Jewish tour guides are dedicated and have plenty of time to see. They arrange to visit museums separately. Ticket prices are discounted. Cultural relics are displayed and preserved in Israel at various times. It can be seen that they are all influenced by the strong culture from the four sides. They have set up a Chinese Pavilion specially, which is very cordial.
It's a little far from the city. We walked there for more than half an hour. It's still quite good inside. There's a photo exhibition hall that feels good. The exhibition of cultural relics is also good. Especially the architecture of the Dead Sea Scrolls is the most distinctive one.

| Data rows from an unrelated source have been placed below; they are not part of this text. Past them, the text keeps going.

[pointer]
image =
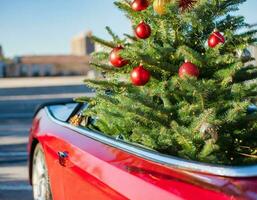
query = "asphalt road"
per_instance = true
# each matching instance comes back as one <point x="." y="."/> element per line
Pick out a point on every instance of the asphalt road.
<point x="16" y="111"/>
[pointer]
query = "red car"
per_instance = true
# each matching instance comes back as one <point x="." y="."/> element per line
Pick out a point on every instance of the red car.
<point x="70" y="162"/>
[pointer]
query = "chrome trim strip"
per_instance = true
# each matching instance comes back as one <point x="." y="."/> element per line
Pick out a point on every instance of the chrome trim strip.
<point x="170" y="161"/>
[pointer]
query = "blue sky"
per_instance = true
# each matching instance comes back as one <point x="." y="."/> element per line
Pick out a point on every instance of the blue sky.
<point x="47" y="26"/>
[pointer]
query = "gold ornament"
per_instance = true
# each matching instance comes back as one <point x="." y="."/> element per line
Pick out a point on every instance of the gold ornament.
<point x="159" y="6"/>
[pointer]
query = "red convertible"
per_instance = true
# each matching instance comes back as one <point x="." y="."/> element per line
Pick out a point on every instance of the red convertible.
<point x="70" y="162"/>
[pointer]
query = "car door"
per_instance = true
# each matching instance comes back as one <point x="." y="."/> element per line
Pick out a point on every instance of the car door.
<point x="82" y="176"/>
<point x="51" y="139"/>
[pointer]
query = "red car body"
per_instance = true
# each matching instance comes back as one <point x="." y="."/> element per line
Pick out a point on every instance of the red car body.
<point x="96" y="169"/>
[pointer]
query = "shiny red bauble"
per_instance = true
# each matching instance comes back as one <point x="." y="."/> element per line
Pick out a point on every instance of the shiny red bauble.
<point x="215" y="38"/>
<point x="115" y="59"/>
<point x="188" y="69"/>
<point x="143" y="30"/>
<point x="139" y="5"/>
<point x="140" y="76"/>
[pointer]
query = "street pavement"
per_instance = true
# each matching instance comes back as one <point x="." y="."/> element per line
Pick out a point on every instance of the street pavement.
<point x="17" y="106"/>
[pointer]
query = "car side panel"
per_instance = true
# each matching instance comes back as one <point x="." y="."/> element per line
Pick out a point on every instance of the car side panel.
<point x="97" y="171"/>
<point x="51" y="144"/>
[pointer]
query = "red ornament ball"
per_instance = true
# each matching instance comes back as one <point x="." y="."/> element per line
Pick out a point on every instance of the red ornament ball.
<point x="143" y="30"/>
<point x="139" y="5"/>
<point x="115" y="59"/>
<point x="215" y="38"/>
<point x="188" y="69"/>
<point x="186" y="4"/>
<point x="140" y="76"/>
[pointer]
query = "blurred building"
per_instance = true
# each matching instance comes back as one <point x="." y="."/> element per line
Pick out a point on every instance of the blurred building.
<point x="253" y="50"/>
<point x="1" y="52"/>
<point x="2" y="63"/>
<point x="77" y="63"/>
<point x="48" y="65"/>
<point x="82" y="44"/>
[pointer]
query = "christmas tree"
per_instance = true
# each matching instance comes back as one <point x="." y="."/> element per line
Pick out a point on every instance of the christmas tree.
<point x="181" y="84"/>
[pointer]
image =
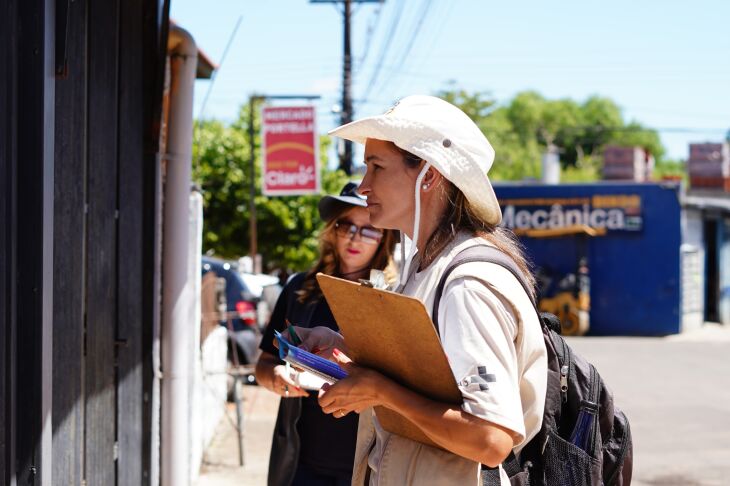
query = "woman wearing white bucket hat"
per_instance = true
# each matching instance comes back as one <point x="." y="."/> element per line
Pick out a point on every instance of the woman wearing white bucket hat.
<point x="427" y="166"/>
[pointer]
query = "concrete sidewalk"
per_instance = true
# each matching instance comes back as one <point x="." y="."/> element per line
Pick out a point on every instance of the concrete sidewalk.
<point x="675" y="391"/>
<point x="220" y="461"/>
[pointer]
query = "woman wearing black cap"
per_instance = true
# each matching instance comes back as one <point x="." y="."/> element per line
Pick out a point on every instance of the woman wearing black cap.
<point x="310" y="447"/>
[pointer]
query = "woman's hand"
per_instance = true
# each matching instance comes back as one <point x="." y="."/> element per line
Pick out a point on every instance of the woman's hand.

The museum was not built long ago, but the collection is very rich, covering almost the archaeology of the fifty-six thousand to eighteenth centuries B.C., covering most of the area around the Mediterranean Sea, including ancient Egypt, Greece, Rome, Byzantium, Arabia, Persia and other collections. The most important are the Dead Sea Scrolls and the Temple Model. In front of the huge model of the second temple, we can get a glimpse of the magnificence and splendor of the temple and the old city of Jerusalem.
They all say - "God has given the world a very beautiful nine points in Jerusalem. Up to the Temple Mount, there is a panoramic view of Jerusalem. The tall Golden-crowned Church is only a small half-circle in the distance. The whole city is marked with eyes. How magnificent.